Handsome young men, with the lofty look of the old race, dressed with the punctilious care of person which is not foppery in men of birth, but seems part of the self-respect that appertains to the old chivalric point of honour. The horse of one of these cavaliers made a caracole which brought it nearly upon Alain as he was about to cross. The rider, checking his steed, lifted his hat to Alain and uttered a word of apology in the courtesy of ancient high-breeding, but still with condescension as to an inferior. This little incident, and the slighting kind of notice received from coevals of his own birth, and doubtless his own blood—for he divined truly that they were the sons of the Count de Vandemar—disconcerted Alain to a degree which perhaps a Frenchman alone can comprehend. He had even half a mind to give up his visit and turn back. However, his native manhood prevailed over that morbid sensitiveness which, born out of the union of pride and poverty, has all the effects of vanity, and yet is not vanity itself.
The Count was at home, a thin spare man with a narrow but high forehead, and an expression of countenance keen, severe, and ‘un peu moqueuse.’

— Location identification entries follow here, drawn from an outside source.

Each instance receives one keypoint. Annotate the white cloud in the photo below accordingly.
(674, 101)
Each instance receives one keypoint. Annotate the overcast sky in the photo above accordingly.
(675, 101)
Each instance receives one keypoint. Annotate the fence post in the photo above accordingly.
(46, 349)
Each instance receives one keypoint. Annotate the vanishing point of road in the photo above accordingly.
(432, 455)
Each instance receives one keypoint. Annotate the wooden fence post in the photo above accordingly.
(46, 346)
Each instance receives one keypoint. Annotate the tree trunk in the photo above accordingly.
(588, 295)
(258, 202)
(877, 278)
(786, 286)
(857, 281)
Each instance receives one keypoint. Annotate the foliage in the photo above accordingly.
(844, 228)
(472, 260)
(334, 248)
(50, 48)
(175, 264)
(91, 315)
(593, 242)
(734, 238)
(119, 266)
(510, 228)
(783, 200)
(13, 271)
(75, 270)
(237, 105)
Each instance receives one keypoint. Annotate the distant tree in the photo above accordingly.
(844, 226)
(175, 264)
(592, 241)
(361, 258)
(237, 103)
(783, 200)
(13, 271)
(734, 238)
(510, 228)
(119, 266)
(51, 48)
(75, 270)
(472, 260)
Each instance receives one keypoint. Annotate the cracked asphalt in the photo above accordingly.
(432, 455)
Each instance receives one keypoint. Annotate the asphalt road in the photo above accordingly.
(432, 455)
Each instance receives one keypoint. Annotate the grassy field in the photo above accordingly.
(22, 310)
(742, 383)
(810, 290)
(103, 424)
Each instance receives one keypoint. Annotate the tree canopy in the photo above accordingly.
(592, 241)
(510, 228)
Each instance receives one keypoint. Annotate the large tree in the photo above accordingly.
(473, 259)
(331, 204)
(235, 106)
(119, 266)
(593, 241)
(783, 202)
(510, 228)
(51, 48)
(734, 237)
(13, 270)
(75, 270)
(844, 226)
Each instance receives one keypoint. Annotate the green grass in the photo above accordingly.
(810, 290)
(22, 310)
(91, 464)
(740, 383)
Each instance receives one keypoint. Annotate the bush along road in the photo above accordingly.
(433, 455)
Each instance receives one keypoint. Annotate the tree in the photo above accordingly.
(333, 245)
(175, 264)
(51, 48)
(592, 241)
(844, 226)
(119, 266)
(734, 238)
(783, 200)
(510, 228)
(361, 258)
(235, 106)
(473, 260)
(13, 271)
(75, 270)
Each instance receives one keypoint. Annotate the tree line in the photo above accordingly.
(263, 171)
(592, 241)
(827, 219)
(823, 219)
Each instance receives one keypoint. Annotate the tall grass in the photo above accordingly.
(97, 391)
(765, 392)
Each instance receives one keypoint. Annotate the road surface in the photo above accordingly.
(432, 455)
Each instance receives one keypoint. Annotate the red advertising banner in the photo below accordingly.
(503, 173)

He received the Marquis, however, at first with great cordiality, kissed him on both sides of his cheek, called him “cousin,” expressed immeasurable regret that the Countess was gone out on one of the missions of charity in which the great ladies of the Faubourg religiously interest themselves, and that his sons had just ridden forth to the Bois.
As Alain, however, proceeded, simply and without false shame, to communicate the object of his visit at Paris, the extent of his liabilities, and the penury of his means, the smile vanished from the Count’s face. He somewhat drew back his fauteuil in the movement common to men who wish to estrange themselves from some other man’s difficulties; and when Alain came to a close, the Count remained some moments seized with a slight cough; and, gazing intently on the carpet, at length he said, “My dear young friend, your father behaved extremely ill to you—dishonourably, fraudulently.”